Der DDR-Schriftsteller Stephan Hermlin antwortete 1992 auf die Frage nach Gründen für den gescheiterten Sozialismus, die wesentliche Ursache sei „die Absage an die Wahrheit“ gewesen: „Der Kommunismus bediente sich einer Strategie, die auf Lüge und Selbstbetrug aufgebaut war (…) Diese Leute logen, weil das gegenseitige Belügen zu einem Grundsatz des Systems geworden war.“ 

Die maßgeblich von deutschen Theoretikern entworfene sozialistische Utopie, die ursprünglich ein Paradiesgarten mit Brot und Rosen, Schönheit, Lust und Zuckererbsen gewesen war, verendete so im „Sozialismus in den Farben der DDR“, die zwischen Asch-, Maus- und Mauergrau changierten. Zwar konnte die SED bis zum Schluß die offiziellen Diskurse bestimmen, aber sie konnte nicht erzwingen, daß die Menschen noch an das glaubten, was diese Sprache transportierte. Die SED und die Stasi verfügten über keine kulturelle, sondern nur über die politisch-administrative und die mediale Hegemonie, an der sie in ihrer Verunsicherung um so entschiedener festhielten. Am Ende bedeuteten sie – nichts!

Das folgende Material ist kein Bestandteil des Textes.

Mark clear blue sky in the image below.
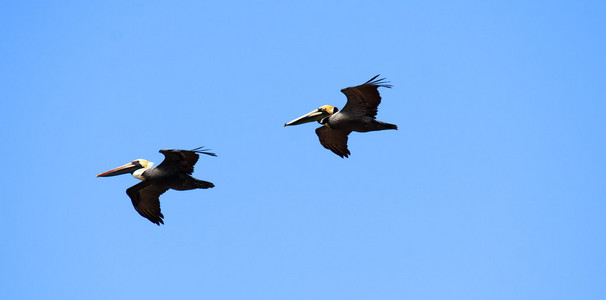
[0,1,606,300]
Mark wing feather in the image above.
[126,181,168,225]
[341,75,391,118]
[158,147,217,175]
[316,126,351,158]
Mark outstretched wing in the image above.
[316,126,351,158]
[341,75,391,118]
[126,181,168,225]
[158,147,217,175]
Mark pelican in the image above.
[284,75,398,158]
[97,147,217,226]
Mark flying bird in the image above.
[97,147,217,225]
[284,75,398,158]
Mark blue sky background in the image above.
[0,1,606,299]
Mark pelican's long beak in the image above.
[284,109,330,126]
[97,162,142,177]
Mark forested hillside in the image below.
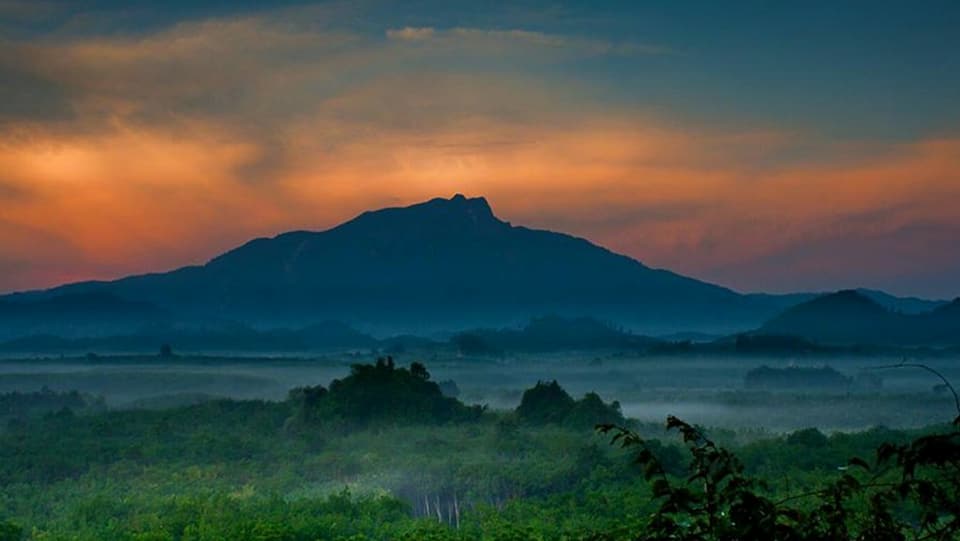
[0,358,960,540]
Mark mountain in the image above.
[3,195,936,334]
[754,290,960,346]
[856,288,947,314]
[451,316,663,354]
[0,290,171,338]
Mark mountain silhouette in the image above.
[0,194,936,333]
[755,290,960,346]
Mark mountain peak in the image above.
[344,193,507,231]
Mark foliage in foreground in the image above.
[598,416,960,541]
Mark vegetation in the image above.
[0,358,960,540]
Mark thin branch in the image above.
[863,359,960,420]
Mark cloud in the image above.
[386,26,672,55]
[0,7,960,291]
[387,26,435,41]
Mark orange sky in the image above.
[0,4,960,296]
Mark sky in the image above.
[0,0,960,298]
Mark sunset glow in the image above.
[0,4,960,297]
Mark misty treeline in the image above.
[0,358,960,540]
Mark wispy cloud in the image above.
[0,4,960,296]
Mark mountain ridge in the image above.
[0,194,944,334]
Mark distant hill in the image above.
[0,195,944,336]
[754,290,960,345]
[451,316,662,354]
[0,321,378,354]
[0,290,172,339]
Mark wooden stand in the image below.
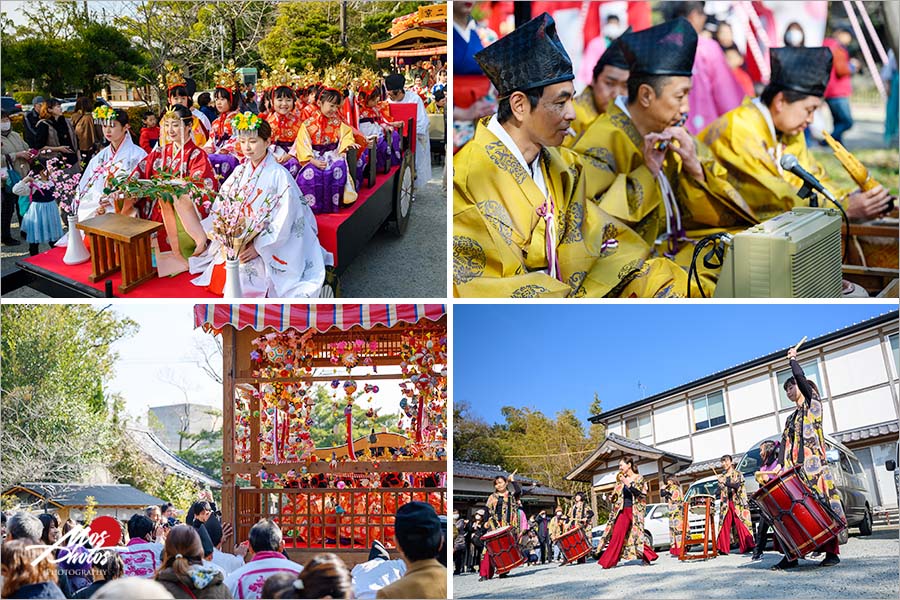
[78,213,163,294]
[678,495,719,560]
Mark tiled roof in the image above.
[3,482,163,507]
[831,421,900,444]
[128,428,222,489]
[566,433,691,483]
[675,453,745,477]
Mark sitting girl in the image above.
[189,112,334,298]
[203,61,241,183]
[356,71,403,173]
[294,78,359,214]
[260,59,302,177]
[132,105,219,268]
[12,159,63,256]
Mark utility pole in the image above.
[341,0,347,48]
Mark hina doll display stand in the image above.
[78,213,163,294]
[194,304,448,567]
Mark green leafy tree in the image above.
[453,400,505,466]
[0,304,136,487]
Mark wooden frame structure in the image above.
[194,304,448,566]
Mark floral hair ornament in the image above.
[215,59,242,92]
[91,104,119,125]
[231,110,262,137]
[159,61,187,92]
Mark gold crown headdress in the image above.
[159,61,187,91]
[322,59,353,92]
[268,58,297,89]
[256,69,269,92]
[355,68,381,95]
[215,60,243,90]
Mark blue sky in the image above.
[452,304,896,423]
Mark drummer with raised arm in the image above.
[567,492,594,565]
[772,344,847,570]
[479,473,522,581]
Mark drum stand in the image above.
[678,496,719,560]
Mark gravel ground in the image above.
[341,162,447,298]
[2,164,447,298]
[452,526,900,598]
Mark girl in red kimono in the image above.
[294,87,359,214]
[597,456,659,569]
[134,106,219,267]
[203,61,241,183]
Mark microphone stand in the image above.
[797,181,819,208]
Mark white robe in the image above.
[391,90,431,190]
[56,134,147,247]
[350,558,406,599]
[188,154,334,298]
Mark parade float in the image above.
[194,304,448,564]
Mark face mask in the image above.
[603,25,622,40]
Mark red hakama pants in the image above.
[597,506,659,569]
[716,500,756,554]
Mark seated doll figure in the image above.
[131,105,219,268]
[294,87,359,214]
[189,112,334,298]
[203,63,241,183]
[357,81,403,173]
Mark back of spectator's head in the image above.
[394,502,444,562]
[206,513,222,548]
[38,513,59,546]
[260,572,297,598]
[91,577,173,600]
[277,553,353,598]
[250,519,282,552]
[91,548,125,581]
[128,514,154,541]
[0,539,59,598]
[6,511,44,544]
[160,525,203,579]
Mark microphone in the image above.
[781,154,838,204]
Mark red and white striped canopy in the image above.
[194,304,447,333]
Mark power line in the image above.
[504,448,597,458]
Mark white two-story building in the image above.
[567,311,900,507]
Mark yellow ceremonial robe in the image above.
[572,102,759,295]
[453,117,687,298]
[700,98,853,221]
[563,85,600,148]
[572,102,758,246]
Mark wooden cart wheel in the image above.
[390,151,415,236]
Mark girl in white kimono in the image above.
[189,112,334,298]
[71,106,147,227]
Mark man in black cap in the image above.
[384,73,431,189]
[25,96,44,150]
[453,13,686,298]
[375,502,447,598]
[700,47,890,221]
[573,18,757,295]
[563,35,631,148]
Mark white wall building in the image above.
[570,311,900,507]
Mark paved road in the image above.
[0,165,447,298]
[453,526,900,599]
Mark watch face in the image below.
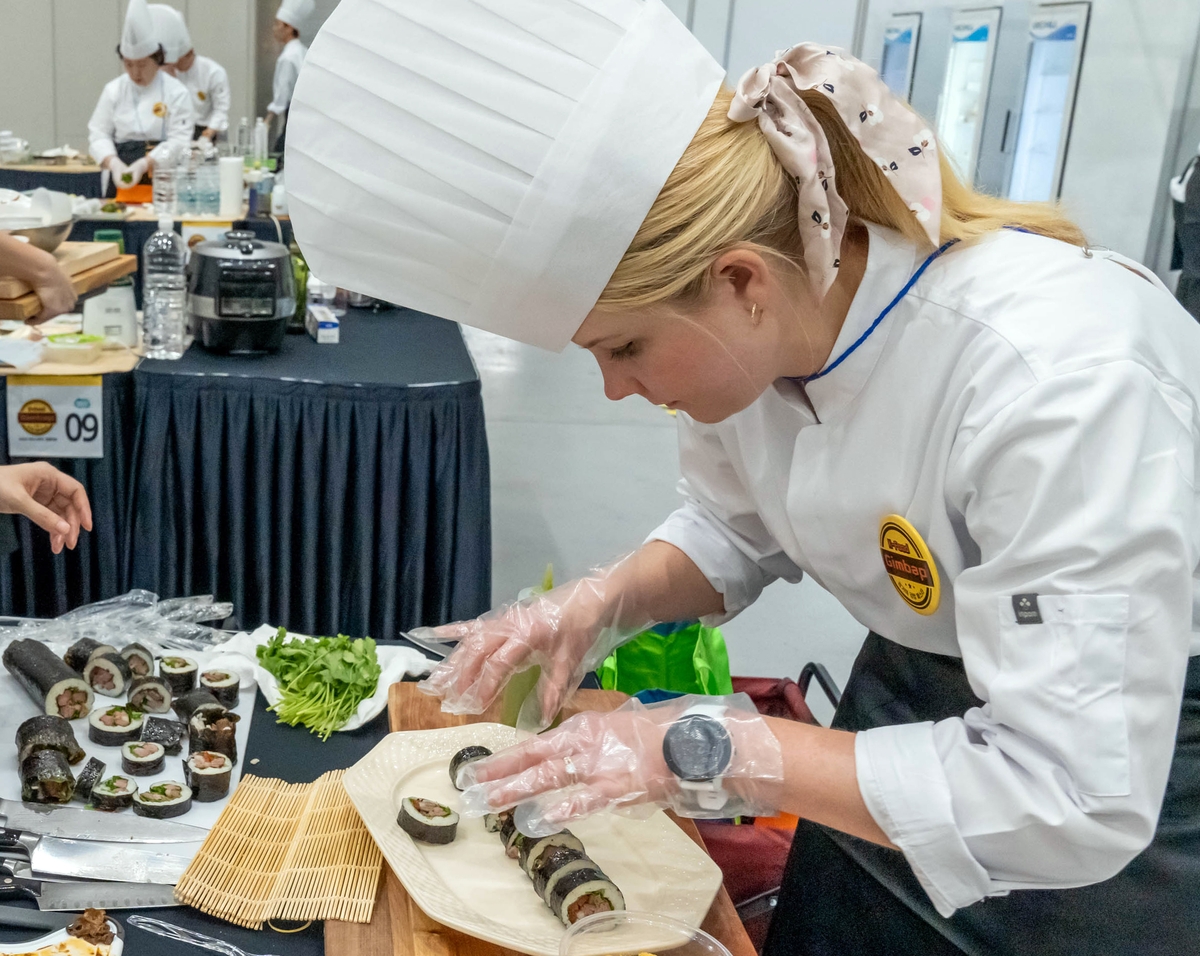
[662,714,733,781]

Die aktuelle Reizbarkeit durch rechte Sprachspiele kommt gleichfalls aus dem Mangel an innerer Souveränität, aus der Verunsicherung darüber, daß die gebräuchlichen politischen Kategorien und Sprachmuster mit der Wirklichkeit immer weniger tun haben. Der „Kampf gegen Rechts“, das infantile Gestammel à la „Bunt statt braun“, über die „Willkommenskultur“ und die „Integrationsgesellschaft“ können das intellektuelle, moralische und weltanschauliche Vakuum nicht füllen. Diese Diskurse haben nach wie vor Einschüchterungsmacht, aber keine echte Überzeugungskraft mehr. Die „Tagesschau“ ist nicht deswegen mächtig, weil man ihr glaubt, sondern weil der politisch-mediale Komplex durch sie verkündet, was die Menschen glauben sollen und wie sie sich äußern dürfen, wollen sie nicht ins gesellschaftliche und soziale Abseits geraten.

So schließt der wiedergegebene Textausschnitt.